Things change more slowly this time of year. While some of the plants – like arugala and claytonia have been growing enough to harvest– even if only occasionally – through late December and January, the growth of other plants has been far less noticeable.

Arugala has been growing -- slowly -- all winter

Still, change is happening, even if in small ways. It is now light when I leave work in the late afternoon, the first reassurance that the sun has begun it’s arc toward what we call “spring.” Just as I’ve noticed the lengthening of the days, so too have the plants. New leaves have appeared on the kale and winter lettuce. The rosettes of the tatsoi, an Asian stir fry green, are growing in both size and number.

Winter lettuce with new growth

The overwintered kale has new leaves as well.

While these are typical signs of spring, we do not take them for granted in January.

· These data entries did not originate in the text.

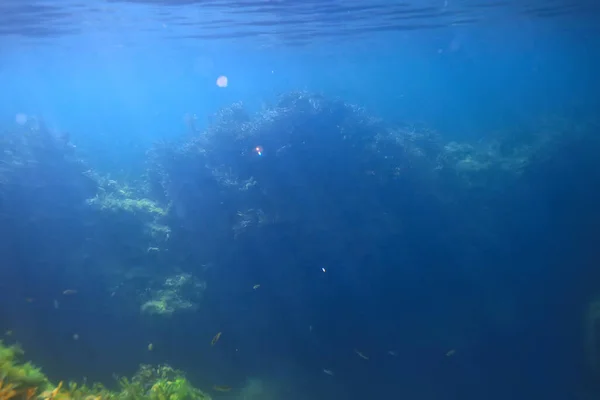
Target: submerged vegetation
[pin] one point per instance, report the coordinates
(20, 381)
(305, 170)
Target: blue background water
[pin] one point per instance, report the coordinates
(117, 89)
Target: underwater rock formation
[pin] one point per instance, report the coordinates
(23, 381)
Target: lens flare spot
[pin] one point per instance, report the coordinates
(222, 81)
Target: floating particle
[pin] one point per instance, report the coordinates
(21, 119)
(222, 81)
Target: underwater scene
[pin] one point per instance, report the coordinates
(299, 200)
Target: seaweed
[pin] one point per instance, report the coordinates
(23, 381)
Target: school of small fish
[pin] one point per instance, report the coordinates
(217, 336)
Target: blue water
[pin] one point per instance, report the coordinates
(481, 295)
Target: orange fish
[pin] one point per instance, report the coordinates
(215, 339)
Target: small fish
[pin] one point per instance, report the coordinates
(361, 355)
(215, 339)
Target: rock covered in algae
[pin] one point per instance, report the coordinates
(23, 381)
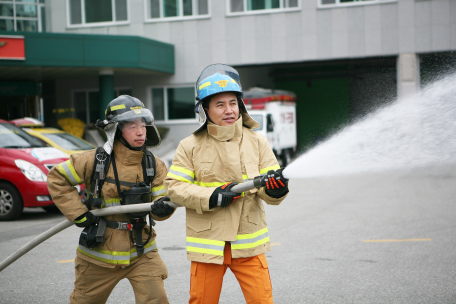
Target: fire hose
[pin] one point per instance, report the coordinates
(255, 183)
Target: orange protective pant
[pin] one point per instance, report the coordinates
(252, 274)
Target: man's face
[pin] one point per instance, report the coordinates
(134, 132)
(223, 109)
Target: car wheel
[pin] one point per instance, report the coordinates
(52, 209)
(286, 157)
(11, 205)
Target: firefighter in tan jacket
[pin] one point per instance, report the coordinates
(224, 228)
(127, 247)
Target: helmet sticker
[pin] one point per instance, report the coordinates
(222, 83)
(206, 84)
(118, 107)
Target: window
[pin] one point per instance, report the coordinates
(86, 104)
(173, 103)
(21, 15)
(99, 12)
(330, 3)
(159, 10)
(257, 6)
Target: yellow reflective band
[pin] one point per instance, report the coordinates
(118, 107)
(265, 170)
(250, 245)
(81, 220)
(183, 170)
(158, 191)
(206, 84)
(251, 235)
(214, 184)
(206, 251)
(67, 170)
(205, 246)
(158, 188)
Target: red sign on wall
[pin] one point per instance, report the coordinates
(12, 47)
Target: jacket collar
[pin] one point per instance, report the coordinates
(125, 155)
(224, 133)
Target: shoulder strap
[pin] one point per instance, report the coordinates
(148, 164)
(94, 177)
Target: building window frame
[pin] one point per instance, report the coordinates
(38, 7)
(337, 3)
(181, 17)
(87, 91)
(166, 104)
(281, 9)
(85, 24)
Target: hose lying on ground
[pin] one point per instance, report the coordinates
(98, 212)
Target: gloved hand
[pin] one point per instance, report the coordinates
(160, 208)
(224, 195)
(85, 220)
(276, 185)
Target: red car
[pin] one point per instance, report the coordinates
(24, 164)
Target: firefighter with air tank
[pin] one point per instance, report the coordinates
(224, 228)
(121, 172)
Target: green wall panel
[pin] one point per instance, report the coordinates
(82, 50)
(322, 107)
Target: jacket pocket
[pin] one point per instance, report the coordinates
(254, 218)
(265, 272)
(198, 224)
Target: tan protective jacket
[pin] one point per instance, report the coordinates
(209, 159)
(117, 248)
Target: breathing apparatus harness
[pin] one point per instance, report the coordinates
(138, 193)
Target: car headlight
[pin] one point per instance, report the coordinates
(31, 171)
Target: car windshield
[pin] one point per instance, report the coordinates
(12, 137)
(259, 119)
(68, 141)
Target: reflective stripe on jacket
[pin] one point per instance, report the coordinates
(117, 248)
(209, 159)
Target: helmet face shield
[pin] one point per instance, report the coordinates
(126, 108)
(134, 114)
(215, 79)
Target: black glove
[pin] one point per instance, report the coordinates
(224, 195)
(160, 208)
(275, 184)
(85, 220)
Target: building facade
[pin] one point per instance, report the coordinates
(342, 58)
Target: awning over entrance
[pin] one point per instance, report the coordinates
(48, 55)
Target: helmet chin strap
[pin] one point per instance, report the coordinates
(126, 144)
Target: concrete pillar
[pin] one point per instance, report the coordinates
(106, 89)
(408, 74)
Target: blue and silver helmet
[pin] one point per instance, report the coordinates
(215, 79)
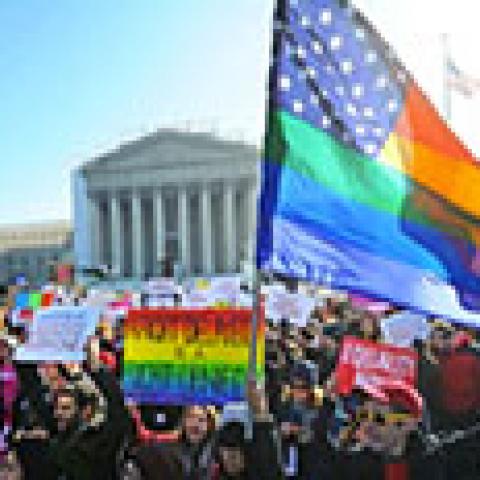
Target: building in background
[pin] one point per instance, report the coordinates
(33, 250)
(171, 197)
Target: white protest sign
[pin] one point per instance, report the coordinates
(210, 292)
(291, 306)
(403, 328)
(59, 334)
(160, 292)
(160, 286)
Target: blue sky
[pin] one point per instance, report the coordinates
(80, 77)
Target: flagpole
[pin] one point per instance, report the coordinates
(447, 94)
(279, 14)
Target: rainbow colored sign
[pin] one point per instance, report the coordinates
(184, 357)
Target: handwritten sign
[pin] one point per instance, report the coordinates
(181, 357)
(363, 363)
(404, 328)
(58, 334)
(217, 291)
(290, 306)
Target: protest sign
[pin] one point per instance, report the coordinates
(58, 334)
(160, 292)
(363, 363)
(217, 291)
(369, 305)
(404, 328)
(160, 286)
(291, 306)
(188, 356)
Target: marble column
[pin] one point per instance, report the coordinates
(206, 229)
(229, 222)
(94, 228)
(116, 235)
(159, 228)
(137, 235)
(251, 222)
(183, 229)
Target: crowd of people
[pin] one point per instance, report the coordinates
(70, 420)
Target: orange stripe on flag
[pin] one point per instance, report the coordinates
(420, 123)
(455, 179)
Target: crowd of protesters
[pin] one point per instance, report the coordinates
(70, 421)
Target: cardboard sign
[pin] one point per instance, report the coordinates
(209, 292)
(404, 328)
(181, 357)
(290, 306)
(58, 334)
(364, 363)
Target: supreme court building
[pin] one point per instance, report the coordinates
(185, 197)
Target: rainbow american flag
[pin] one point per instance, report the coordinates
(364, 186)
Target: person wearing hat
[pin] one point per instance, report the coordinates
(9, 388)
(303, 421)
(240, 457)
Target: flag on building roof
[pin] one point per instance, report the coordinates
(460, 81)
(364, 187)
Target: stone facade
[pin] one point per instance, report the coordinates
(172, 196)
(31, 250)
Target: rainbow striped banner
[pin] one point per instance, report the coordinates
(184, 357)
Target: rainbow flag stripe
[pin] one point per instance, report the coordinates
(182, 357)
(364, 186)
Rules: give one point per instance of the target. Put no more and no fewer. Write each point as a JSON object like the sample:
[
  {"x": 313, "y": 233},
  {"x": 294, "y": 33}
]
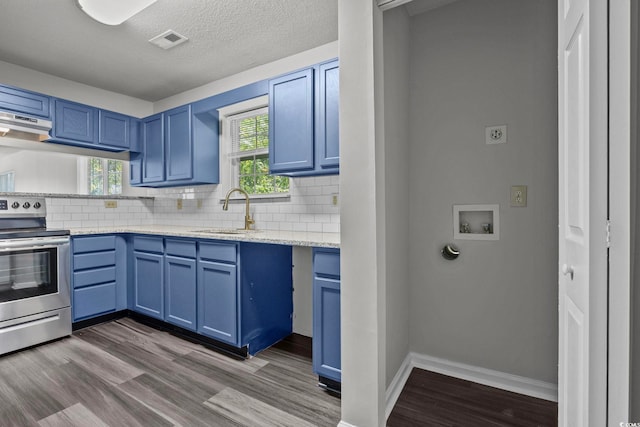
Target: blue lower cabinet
[
  {"x": 99, "y": 275},
  {"x": 180, "y": 291},
  {"x": 326, "y": 313},
  {"x": 218, "y": 301},
  {"x": 148, "y": 281},
  {"x": 94, "y": 300}
]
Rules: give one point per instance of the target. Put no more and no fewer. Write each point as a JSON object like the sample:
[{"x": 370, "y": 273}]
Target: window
[
  {"x": 7, "y": 182},
  {"x": 249, "y": 154},
  {"x": 104, "y": 176}
]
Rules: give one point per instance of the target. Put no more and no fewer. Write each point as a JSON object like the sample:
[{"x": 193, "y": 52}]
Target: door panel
[{"x": 582, "y": 153}]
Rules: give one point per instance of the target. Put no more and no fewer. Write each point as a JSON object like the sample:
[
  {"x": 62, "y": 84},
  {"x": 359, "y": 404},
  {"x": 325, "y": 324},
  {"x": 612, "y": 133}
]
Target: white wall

It regularly has been in the teens during the day and low single digits at night. As Ithaca’s new school superintendent, a transplant from Virginia, said he tells his mother, “Yes, that’s Fahrenheit, not Celsius.” Sunday night brought an unusual low of -10, without the wind chill factored in.

These new lows are distressing, possibly indications of the more extreme weather patterns caused by the overall warming of the planet (higher highs, lower lows, more floods in some places, more droughts in others). Still, when I went out to the hoop house this morning to check, the plants were chilled, but still very much alive. I’m heartened by the tangible evidence that it is possible to grow more of our food close by, even in the Northeast U.S., even in the winter.

On Saturday, when we had a rare day of blue skies and bright sun, the temperature rose to the high 60s in the hoop house, even though it was a mere 14 degrees outside. I enjoyed a mini-vacation surrounded by the sight and scent of growing greens. Richard and Kat joined me briefly (although Richard didn’t stay long enough to shed his winter coat).